Layer 2: Network (µPkt) Layer

  • Defines the extensibility model for µPkt types and µRoute types
  • Defines how the network routes µPkts across the IsoGrid
  • Defines how nodes send credits in exchange for forwarding µPkts

Layer 3: Transport (IsoStream) Layer

  • Defines how the network uses source routing for Isochronous Streams (IsoStream)
  • An IsoStream is switched at the word level, one word at a time
  • Defines how nodes send credits in exchange for switching IsoStreams

Layer 4: Session (EccFlow) Layer

  • Defines how remote nodes use IsoStreams to safely and reliably communicate with each other over an arbitrarily long time period
  • Forward Error Correction coding, safety, and multi-path segmentation
  • Defines how nodes use the network transport to distribute routing information

Layer 5: Application Layer

  • Globally-Scalable mesh mapping and routing using HashMatchLogMap (HMLM)
  • Distributed content addressable storage (CAS)
  • Distributed self-certified naming using GetNodeInfoFromLocatorHash
  • Higher Layers: All the normal protocols you would expect to run on networks

IsoGrid vs. TCP/IP Comparison

Layer TCP/IP IsoGrid
Application SSH, FTP, HTTP, etc.
DNS
BGP
CAS
GetNodeInfoFromLocatorHash
HMLM
Session/Transport TCP, UDP, etc. EccFlow
IsoStream
Network IP µPkt
Link Point-To-Point, Ethernet, subnet Broadcast, token ring, ATM, etc. Point-To-Point only, Isochronous USB, ATM, Point-to-point Ethernet.
Physical Any Point-To-Point only: Communication mediums that have collisions aren’t well suited to IsoGrid

How it works

The IsoGrid is a mesh network that supports routing of one-way isochronous streams (IsoStreams) and small packets (µPkts). In order to provide isochronous streams, the IsoGrid runs with a synchronized frequency, very similar to the way an electrical grid runs on Utility Frequency (except much higher frequency). The source provides a series of route instructions to be used at each hop (Source Routing). Each switch along the way uses its route instruction to establish the IsoStream connection. The µPkt that starts a connection defines the length of the IsoStream, and how many credits to send per word. The IsoGrid network and transport layers are optimized to support the IsoGrid session layer (EccFlow) which fragments the data, applies a forward error correction code, and sends the data over many paths across the network.
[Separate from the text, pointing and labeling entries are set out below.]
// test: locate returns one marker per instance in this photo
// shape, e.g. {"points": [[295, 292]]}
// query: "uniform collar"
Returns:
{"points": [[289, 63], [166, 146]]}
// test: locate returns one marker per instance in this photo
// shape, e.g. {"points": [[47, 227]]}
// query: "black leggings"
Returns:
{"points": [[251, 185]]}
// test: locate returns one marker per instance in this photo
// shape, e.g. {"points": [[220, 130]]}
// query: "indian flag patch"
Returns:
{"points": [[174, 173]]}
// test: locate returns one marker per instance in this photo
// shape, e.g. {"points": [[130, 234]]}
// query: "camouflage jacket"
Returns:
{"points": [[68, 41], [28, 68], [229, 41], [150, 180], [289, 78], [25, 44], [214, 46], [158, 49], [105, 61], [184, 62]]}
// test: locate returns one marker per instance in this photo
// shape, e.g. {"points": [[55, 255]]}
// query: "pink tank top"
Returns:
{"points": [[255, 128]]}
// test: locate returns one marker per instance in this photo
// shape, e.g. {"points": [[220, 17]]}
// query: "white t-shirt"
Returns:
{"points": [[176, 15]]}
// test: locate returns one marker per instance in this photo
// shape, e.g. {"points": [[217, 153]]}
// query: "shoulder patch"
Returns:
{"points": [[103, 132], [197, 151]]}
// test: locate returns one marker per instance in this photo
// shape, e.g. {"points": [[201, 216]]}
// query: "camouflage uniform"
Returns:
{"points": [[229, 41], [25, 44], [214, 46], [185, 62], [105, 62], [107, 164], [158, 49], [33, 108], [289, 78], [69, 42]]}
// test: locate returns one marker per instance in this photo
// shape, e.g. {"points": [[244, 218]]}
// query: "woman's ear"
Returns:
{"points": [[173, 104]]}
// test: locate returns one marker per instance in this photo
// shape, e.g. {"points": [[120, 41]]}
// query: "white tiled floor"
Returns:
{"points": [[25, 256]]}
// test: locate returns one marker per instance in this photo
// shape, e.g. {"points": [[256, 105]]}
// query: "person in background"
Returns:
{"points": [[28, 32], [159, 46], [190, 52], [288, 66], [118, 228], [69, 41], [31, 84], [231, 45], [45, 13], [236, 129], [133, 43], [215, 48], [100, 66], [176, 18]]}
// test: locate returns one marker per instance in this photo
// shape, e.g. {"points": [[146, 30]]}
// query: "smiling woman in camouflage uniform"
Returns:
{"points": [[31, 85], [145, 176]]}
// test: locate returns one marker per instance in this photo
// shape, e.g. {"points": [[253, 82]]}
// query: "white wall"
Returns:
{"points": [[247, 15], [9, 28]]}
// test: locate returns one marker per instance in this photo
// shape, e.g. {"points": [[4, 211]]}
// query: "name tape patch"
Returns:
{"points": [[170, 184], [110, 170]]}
Credits and Micro-Payments

In order to avoid a tragedy of the commons, the IsoGrid allows for exchanging credits between neighbor nodes so as to pay for the data sent or processed. This allows payments to be made among neighbors instead of having to have a centralized payment processor.

In the IsoGrid model, each node owns its outbound links (but not really its inbound links), its CPU hardware, its storage, etc. Each node SHOULD charge credits for use of those resources. Each pair of neighbor nodes SHOULD agree on the settlement instrument that will represent the value of a credit between themselves, and payment SHOULD be by simple agreement (there is no required third party).

Any settlement instrument is possible, but here are some examples:

  • electricity
  • Etherium
  • cash
  • check
  • ACH transfer
  • propane
  • gasoline
  • gold
  • water

Nodes MAY have different costs for different outbound links.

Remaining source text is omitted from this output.